My research interests all concern moral learning and political transformation. I am motivated by the following question: how can we get others, and ourselves, to value overcoming injustice? That is, to more properly see and feel the appeal of living in a society of equals?

You can view my dissertation here.

Works in Progress

  • A paper on vindictive anger. Under Review. Email me for a draft.

  • “Feminism and Suspect Femininity” Email me for a draft.

    In this paper, I ask how we should feel towards women who conform to suspect norms of appearance. Procedures that help women approximate the feminine ideal, such as invasive cosmetic surgeries or Botox are two such examples. I present a novel type of empathy, which I call proleptic empathy, which avoids treating women as either pitiful victims or as accomplices in their own oppression. Proleptic empathy is a technique for understanding, and feeling towards, those whose very identities can be said to be suspect, that nevertheless treats them with the epistemic humility that their situation calls for. It requires switching back and forth between two types of imaginings: on the one hand, simulating what it is like to be in the woman’s shoes on the assumption that her suspect behavior stems from her will.
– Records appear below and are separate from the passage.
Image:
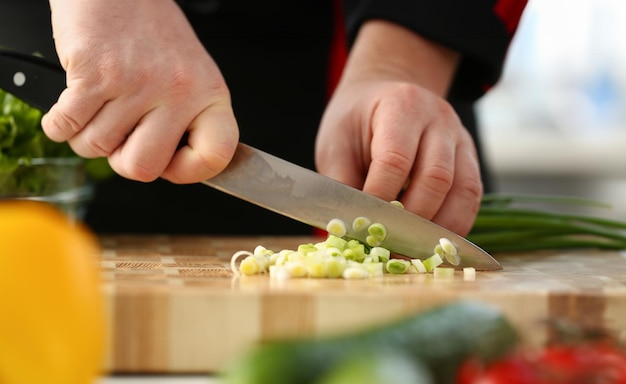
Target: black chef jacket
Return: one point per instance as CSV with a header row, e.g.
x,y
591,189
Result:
x,y
275,58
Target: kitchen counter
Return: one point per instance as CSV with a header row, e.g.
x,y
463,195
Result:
x,y
176,307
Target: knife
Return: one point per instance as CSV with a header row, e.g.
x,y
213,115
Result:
x,y
273,183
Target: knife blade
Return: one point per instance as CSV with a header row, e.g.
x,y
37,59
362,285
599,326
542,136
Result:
x,y
273,183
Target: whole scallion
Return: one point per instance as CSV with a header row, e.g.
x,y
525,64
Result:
x,y
510,223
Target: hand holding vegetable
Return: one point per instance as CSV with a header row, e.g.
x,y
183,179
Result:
x,y
138,79
388,123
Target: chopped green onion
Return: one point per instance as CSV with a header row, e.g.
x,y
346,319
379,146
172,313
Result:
x,y
469,271
380,254
447,246
432,262
443,272
355,273
249,266
296,268
235,258
373,241
335,267
335,242
336,227
378,231
360,224
419,266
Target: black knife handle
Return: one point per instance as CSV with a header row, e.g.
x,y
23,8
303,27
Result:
x,y
33,79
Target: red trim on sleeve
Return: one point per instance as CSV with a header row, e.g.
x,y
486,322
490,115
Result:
x,y
510,12
338,47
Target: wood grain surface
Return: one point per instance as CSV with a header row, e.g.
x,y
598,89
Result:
x,y
175,306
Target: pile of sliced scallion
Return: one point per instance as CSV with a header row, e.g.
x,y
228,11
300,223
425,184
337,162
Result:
x,y
518,223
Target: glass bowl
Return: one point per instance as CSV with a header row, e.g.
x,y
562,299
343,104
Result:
x,y
59,181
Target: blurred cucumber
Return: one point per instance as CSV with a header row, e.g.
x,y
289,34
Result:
x,y
440,339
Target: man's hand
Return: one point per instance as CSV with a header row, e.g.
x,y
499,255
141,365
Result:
x,y
389,131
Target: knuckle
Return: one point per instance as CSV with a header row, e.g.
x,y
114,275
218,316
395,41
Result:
x,y
438,179
138,171
91,147
394,162
61,126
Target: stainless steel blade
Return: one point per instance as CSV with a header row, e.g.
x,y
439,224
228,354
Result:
x,y
309,197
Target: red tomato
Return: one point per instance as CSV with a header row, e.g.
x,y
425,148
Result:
x,y
584,363
515,368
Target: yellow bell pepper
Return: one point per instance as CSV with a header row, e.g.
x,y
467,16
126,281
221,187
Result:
x,y
52,321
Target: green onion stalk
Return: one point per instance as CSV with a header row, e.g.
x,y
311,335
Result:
x,y
513,223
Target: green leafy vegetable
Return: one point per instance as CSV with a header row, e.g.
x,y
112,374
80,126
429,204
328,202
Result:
x,y
22,140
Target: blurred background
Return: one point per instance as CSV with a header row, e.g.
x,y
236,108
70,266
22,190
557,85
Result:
x,y
556,122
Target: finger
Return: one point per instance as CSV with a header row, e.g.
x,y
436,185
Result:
x,y
338,160
109,128
393,155
146,152
432,175
212,141
460,208
76,106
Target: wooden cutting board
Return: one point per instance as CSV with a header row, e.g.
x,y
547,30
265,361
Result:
x,y
175,307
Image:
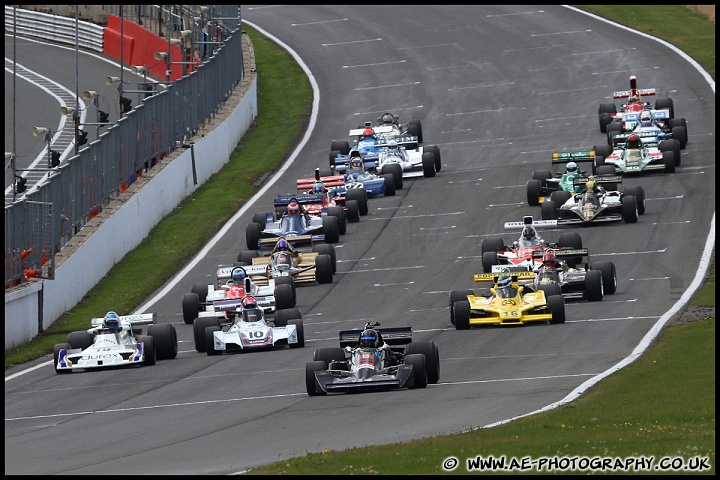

On the other, simulating what it is like to be in the woman’s shoes on the assumption that her suspect behavior stems from external cultural influences. This mode of empathizing respects those who conform to suspect norms because it presupposes, and thus signals, that their agency is structured by conditions outside of their control but also by themselves. In so doing, it opens up new possibilities for responsible agency, which itself serves liberatory aims.

  • “Transitional Moral Contexts” Email me to discuss.

    There is a class of cases that trickled to foreground of the #MeToo movement which occupied the opposite end of the spectrum from the clearest cases of sexual violation, the latter exemplified by Harvey Weinstein, Larry Nassar and the like. These cases are ones in which something about the sexual interaction appears morally fraught, but where there is disagreement amongst members of the moral community over whether they ought to count as cases of ‘sexual assault’ or ‘rape’ on the one hand, or ‘grey rape’ or ‘bad sex,’ on the other. In this paper, I address how we should feel towards the men who figure into these types of cases. My suggestion is that the reason we have such difficulty adjudicating individuals’ responsibility in these cases is because these are instances of transitional moral contexts where what it is to act morally remains an open question. I defend that this has implications for our current practices of blaming and our online comportment in particular. I argue that online public shaming campaigns in response to these cases are morally and prudentially inappropriate. The reason for this is that practices of shaming provide those doing the shaming with a false sense of moral security. In shaming others, one feigns to be more ‘off the hook’ morally speaking, with respect to the problem at hand than they are entitled to be. It allows them to pretend that their own sexual practices are more egalitarian than they in fact are. Transitional contexts explain how the collective nature of these wrongdoings makes this so. 

  • “Violence and Emancipatory Politics” Email me for a draft.

    The goal of this paper is to explore the role that education and violence play in emancipation. By way of referring to Frederick Douglass’s biographical accounts, I hope to show that the two, education and violence, are more closely related than one might have antecedently thought. In particular, both education and violence can function as what I call modes of emancipation. By this, I mean that there are cases in which education and violence can serve similar functions; namely, the function of assisting particular individuals, in particular contexts, in their fight for freedom.